Files
axolotl/examples/mistral4
NanoCode012 a098df527b feat: add Mistral Small 4 (#3502)
* feat: add mistral small 4

* fix: update mistral common

* fix: deepcopy when passing in tokenizer

* feat: add doc on reasoning and thinking section

* fix: don't use custom tokenizer and quantize experts

* chore: update docs and configs

* chore: update doc to follow official name

* feat: update cce to include mistral4

* chore: move

* fix: naming

* fix: test mock breaking get_text_config check

* fix: enable CCE and add expert block targetting to configs

* chore: docs

* fix: use act checkpointing

* chore: doc

* chore: docs

* chore: docs
2026-03-17 09:39:05 +07:00
..
2026-03-17 09:39:05 +07:00
2026-03-17 09:39:05 +07:00

Finetune Mistral Small 4 with Axolotl

Mistral Small 4 is a 119B parameter (6.5B active) multimodal MoE model from MistralAI that unifies instruct, reasoning, and coding capabilities into a single model.

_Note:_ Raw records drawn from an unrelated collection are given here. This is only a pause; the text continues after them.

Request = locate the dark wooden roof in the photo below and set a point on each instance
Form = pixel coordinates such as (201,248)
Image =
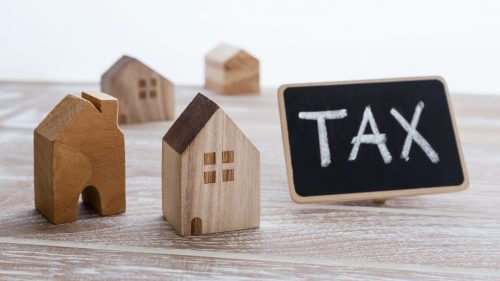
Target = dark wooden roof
(190,123)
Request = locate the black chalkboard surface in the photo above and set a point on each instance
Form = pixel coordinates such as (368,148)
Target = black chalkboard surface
(370,139)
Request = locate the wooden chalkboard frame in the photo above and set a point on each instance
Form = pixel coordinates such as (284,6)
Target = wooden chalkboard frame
(375,195)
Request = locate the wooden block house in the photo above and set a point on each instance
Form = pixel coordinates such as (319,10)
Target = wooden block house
(210,172)
(79,149)
(231,71)
(144,94)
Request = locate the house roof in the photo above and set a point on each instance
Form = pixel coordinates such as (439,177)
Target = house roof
(64,112)
(190,123)
(223,53)
(120,64)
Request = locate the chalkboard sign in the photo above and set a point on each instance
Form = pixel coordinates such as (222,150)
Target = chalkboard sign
(370,139)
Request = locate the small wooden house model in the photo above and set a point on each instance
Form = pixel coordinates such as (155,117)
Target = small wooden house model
(79,149)
(210,173)
(230,71)
(144,94)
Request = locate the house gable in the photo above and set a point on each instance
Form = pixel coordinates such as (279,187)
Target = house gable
(61,116)
(190,123)
(125,62)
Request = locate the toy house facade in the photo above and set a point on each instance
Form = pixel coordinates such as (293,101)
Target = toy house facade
(231,71)
(79,149)
(210,174)
(144,94)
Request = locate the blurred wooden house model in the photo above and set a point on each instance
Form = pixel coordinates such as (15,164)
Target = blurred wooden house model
(79,149)
(144,94)
(230,71)
(210,173)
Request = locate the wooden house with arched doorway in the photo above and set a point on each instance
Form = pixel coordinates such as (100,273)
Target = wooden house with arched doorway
(79,149)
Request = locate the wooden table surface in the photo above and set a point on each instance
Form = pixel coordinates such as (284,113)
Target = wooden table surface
(450,236)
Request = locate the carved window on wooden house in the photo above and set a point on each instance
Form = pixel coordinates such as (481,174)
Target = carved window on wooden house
(148,88)
(209,159)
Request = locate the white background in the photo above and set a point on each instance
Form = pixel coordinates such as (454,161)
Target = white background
(296,41)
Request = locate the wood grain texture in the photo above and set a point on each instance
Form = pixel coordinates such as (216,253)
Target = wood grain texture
(144,94)
(447,236)
(79,149)
(231,71)
(203,194)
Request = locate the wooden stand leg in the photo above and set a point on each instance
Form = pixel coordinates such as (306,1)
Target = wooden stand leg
(380,201)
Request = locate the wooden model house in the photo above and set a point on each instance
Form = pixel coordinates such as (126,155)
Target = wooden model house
(231,71)
(79,149)
(210,173)
(143,93)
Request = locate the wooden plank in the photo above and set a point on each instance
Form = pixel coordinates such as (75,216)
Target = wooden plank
(18,262)
(288,229)
(454,231)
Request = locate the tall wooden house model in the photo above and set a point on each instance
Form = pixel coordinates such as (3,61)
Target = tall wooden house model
(210,173)
(144,94)
(231,71)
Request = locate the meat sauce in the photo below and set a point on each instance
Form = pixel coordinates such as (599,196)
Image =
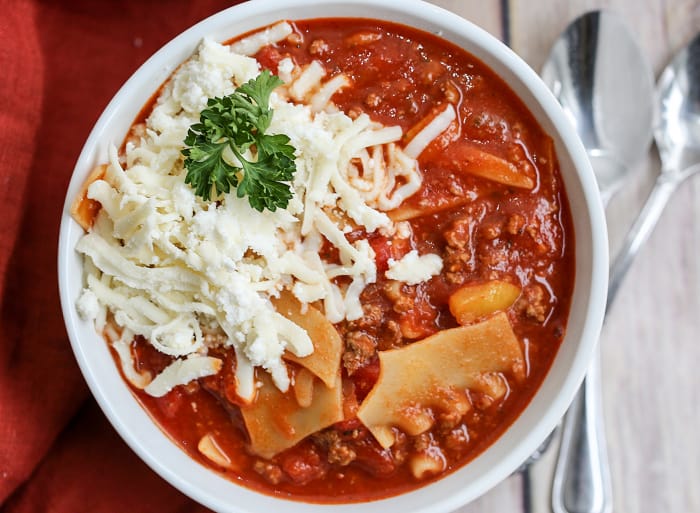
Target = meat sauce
(490,231)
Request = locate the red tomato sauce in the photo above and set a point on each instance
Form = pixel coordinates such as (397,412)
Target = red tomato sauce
(492,231)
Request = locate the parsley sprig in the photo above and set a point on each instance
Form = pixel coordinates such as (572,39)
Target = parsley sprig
(239,121)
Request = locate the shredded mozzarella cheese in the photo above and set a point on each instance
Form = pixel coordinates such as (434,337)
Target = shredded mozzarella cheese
(165,263)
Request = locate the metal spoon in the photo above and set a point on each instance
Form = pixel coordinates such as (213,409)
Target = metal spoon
(603,81)
(677,136)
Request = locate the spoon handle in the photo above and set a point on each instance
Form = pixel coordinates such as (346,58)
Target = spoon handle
(663,188)
(582,476)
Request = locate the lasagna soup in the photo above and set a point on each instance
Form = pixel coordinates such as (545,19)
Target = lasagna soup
(383,324)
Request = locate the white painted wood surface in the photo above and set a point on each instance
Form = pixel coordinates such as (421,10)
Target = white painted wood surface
(651,340)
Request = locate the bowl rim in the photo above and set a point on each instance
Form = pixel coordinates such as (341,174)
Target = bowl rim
(150,443)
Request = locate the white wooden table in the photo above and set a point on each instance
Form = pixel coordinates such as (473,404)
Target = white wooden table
(651,340)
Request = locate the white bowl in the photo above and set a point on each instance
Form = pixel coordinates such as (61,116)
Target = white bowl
(587,308)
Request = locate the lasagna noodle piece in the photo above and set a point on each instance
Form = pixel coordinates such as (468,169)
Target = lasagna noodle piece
(454,358)
(324,361)
(275,421)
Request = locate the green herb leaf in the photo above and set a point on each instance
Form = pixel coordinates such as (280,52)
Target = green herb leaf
(238,122)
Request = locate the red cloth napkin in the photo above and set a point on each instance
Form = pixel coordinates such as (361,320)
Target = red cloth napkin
(61,62)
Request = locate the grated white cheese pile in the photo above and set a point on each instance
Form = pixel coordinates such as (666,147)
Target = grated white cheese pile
(187,274)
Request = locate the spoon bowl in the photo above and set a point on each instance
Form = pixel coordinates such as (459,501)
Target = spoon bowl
(605,85)
(677,124)
(677,137)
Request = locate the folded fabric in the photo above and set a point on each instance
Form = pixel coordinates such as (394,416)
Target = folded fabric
(62,61)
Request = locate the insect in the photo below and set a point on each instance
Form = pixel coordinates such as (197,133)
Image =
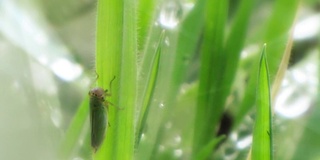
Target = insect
(98,116)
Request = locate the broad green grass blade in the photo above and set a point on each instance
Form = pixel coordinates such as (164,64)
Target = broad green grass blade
(128,85)
(116,56)
(145,15)
(235,43)
(262,132)
(108,54)
(148,93)
(210,104)
(276,38)
(175,58)
(75,129)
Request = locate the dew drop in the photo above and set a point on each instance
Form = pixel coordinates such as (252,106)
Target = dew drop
(170,14)
(178,152)
(161,105)
(166,41)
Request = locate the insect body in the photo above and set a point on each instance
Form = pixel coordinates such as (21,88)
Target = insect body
(98,116)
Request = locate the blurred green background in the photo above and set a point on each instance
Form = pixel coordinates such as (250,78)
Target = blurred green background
(47,59)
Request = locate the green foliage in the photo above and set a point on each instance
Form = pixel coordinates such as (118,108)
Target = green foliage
(262,147)
(186,79)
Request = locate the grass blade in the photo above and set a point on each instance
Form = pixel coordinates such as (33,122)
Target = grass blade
(210,104)
(75,129)
(275,37)
(262,132)
(149,90)
(116,56)
(207,150)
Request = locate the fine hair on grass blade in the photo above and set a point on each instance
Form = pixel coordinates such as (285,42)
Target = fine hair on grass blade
(262,131)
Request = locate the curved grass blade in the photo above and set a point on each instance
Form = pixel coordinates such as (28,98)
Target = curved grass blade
(262,132)
(73,133)
(210,103)
(148,93)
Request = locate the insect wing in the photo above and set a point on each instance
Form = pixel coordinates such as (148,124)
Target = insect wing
(98,120)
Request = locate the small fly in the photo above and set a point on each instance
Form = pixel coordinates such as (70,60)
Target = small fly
(98,116)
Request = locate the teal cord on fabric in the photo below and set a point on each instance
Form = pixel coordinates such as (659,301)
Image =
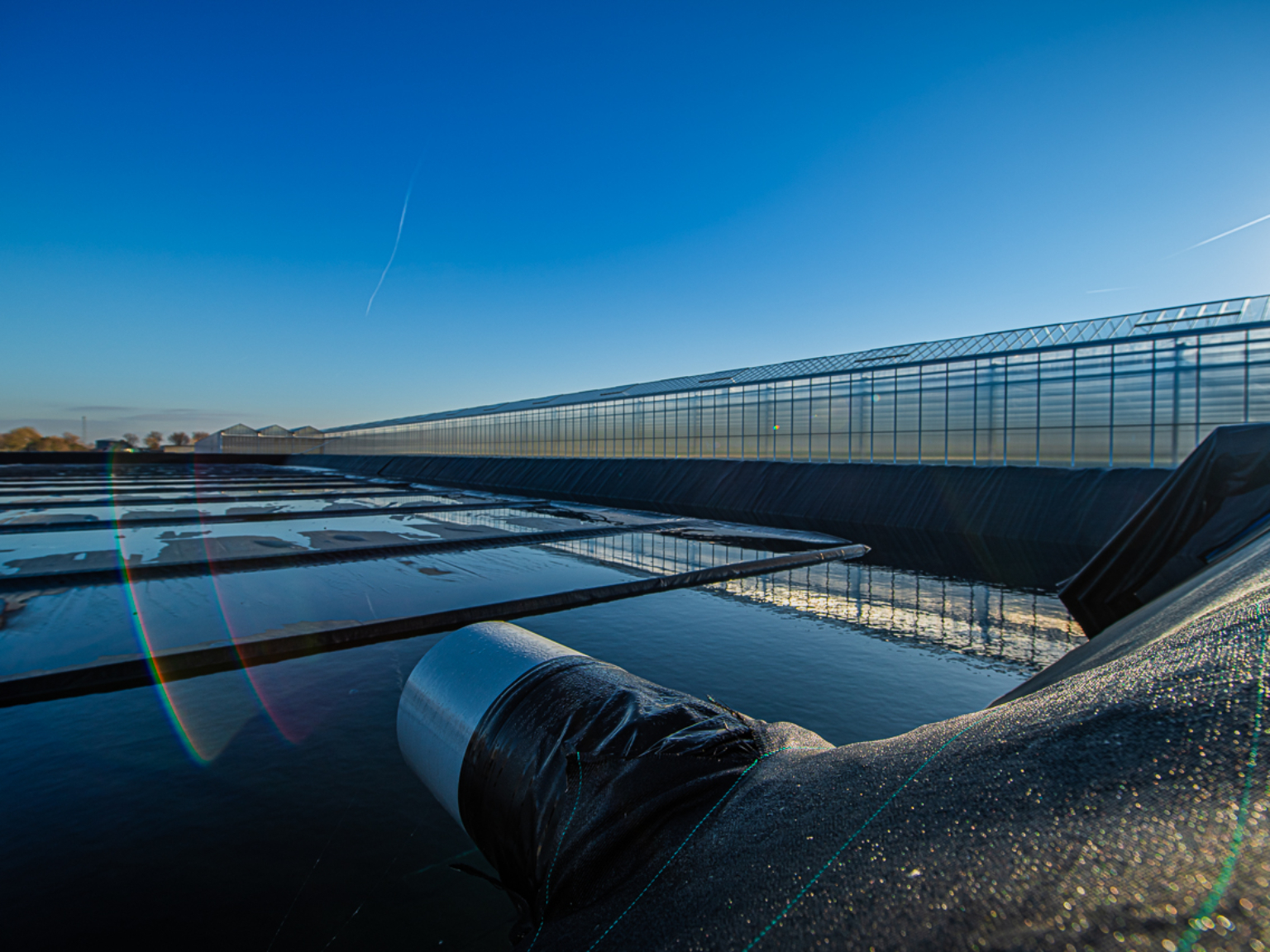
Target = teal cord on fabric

It is available on HuggingFace at Mistral-Small-4-119B-2603.

Thanks to the team at MistralAI for giving us early access to prepare for this release.

Getting started

Note: Training this model requires weights in BF16 which we will link to later. Users interested in training can convert / descale the existing FP8 weights.

  1. Install Axolotl following the installation guide.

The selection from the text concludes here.